Our calculations predict a transition between an FCC-based structure from 0 \(\le \) x \(\le \) 0.75, to the partially ordered BCC structure with greater Al content. This result closely agrees with the experimentally observed transition from FCC to BCC with Al content in a number of works.

Ordering of the FCC phase was found to be preferable at lower temperatures; our simulations suggested a Cu\(_3\)Au-type structure (in a similar manner to work by Niu et al.22) The XRD patterns obtained from the simulated supercells match well with experimental data. The transition between ordered and disordered FCC formation was predicted by taking account of the difference in the two systems’ configurational entropy.

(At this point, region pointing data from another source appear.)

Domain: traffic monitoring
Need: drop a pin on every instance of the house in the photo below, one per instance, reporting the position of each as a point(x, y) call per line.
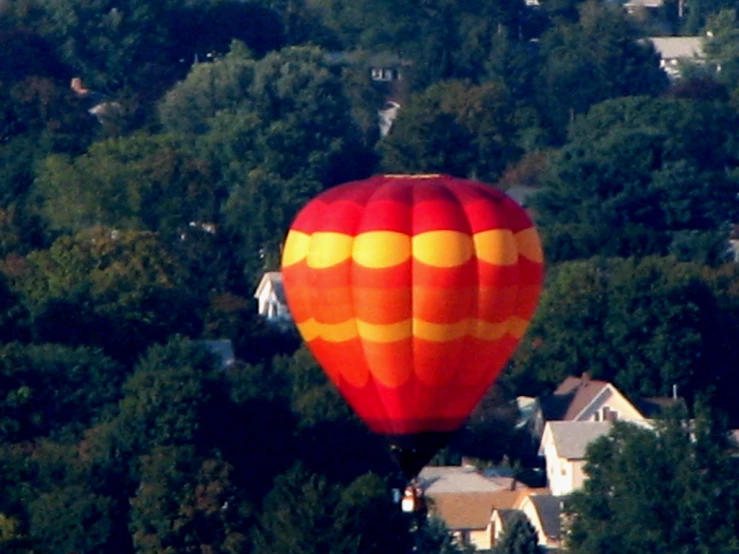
point(634, 6)
point(465, 499)
point(576, 399)
point(97, 103)
point(386, 116)
point(544, 512)
point(270, 295)
point(563, 447)
point(676, 51)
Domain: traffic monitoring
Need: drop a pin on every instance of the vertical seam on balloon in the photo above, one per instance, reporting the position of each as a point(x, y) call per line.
point(471, 321)
point(371, 380)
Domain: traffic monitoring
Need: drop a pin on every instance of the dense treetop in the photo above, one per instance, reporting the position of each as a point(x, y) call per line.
point(139, 209)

The transition temperature was estimated to be \(\sim \)600 K; however, other forms of as-yet-unidentified ordering may in reality provide an even more stable structure and hence increase the transition temperature (the formation of which could possibly be kinetically hindered).

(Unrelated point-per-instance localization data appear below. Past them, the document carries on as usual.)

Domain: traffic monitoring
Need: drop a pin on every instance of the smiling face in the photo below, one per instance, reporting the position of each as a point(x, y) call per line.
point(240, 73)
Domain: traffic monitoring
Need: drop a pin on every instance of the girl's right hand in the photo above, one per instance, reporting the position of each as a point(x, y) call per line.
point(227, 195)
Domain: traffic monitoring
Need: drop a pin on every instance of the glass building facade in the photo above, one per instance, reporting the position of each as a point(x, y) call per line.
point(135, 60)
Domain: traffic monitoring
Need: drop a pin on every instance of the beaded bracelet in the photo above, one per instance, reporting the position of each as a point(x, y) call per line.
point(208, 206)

It is clear that the fully disordered BCC system (termed the A2 configuration in the Strukturbericht designation) is not stable, as the geometry optimization process relaxed \(>\)50 % of the simulated structures to \(R\bar{3}m\) and \(Fm\bar{3}m\) symmetries (amongst others), a result that would be experimentally obvious. This work predicts that, for a phase with BCC packing to be stabilized, it is necessary for the system to be partially ordered. Here we have shown that Al occupying a single site of the BCC lattice stabilizes the BCC phase and that additional ordering of the Ni in the same structure stabilizes the system further. The associated XRD patterns for the ordered BCC systems match with experimental results, the Al-Ni-ordered system clearly presenting the two experimentally observed ordering peaks at \(\sim \)31° and \(\sim \)55°.

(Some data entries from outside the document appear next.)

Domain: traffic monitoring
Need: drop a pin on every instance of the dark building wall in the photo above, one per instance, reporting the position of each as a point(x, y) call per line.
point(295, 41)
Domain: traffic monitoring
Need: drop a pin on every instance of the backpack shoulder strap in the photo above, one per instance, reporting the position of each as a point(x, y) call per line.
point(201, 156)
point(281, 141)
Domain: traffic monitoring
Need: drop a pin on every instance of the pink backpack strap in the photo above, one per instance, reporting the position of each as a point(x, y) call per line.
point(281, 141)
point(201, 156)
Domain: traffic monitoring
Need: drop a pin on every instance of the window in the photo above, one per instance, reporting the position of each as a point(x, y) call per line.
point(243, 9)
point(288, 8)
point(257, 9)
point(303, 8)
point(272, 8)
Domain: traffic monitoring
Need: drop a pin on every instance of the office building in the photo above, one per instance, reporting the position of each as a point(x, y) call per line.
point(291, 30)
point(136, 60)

The decomposition of the single-phase ordered-BCC structure to a dual-phase structure was investigated for the x = 1.4 composition. The calculations predict that a dual-phase structure is favored on enthalpy grounds, but when the configurational entropy terms are considered, estimating the Gibbs free energy of the system, a transition temperature of 1250 K is predicted, above which a single-phase structure is expected. This may be related to the observed transition in the hardness of BCC alloys observed by Wang et al.28 The simulated transition is extremely indistinct (the entropy terms for the single and dual phases are similar), and therefore the error on the temperature is high and the predicted temperature should be treated with some caution.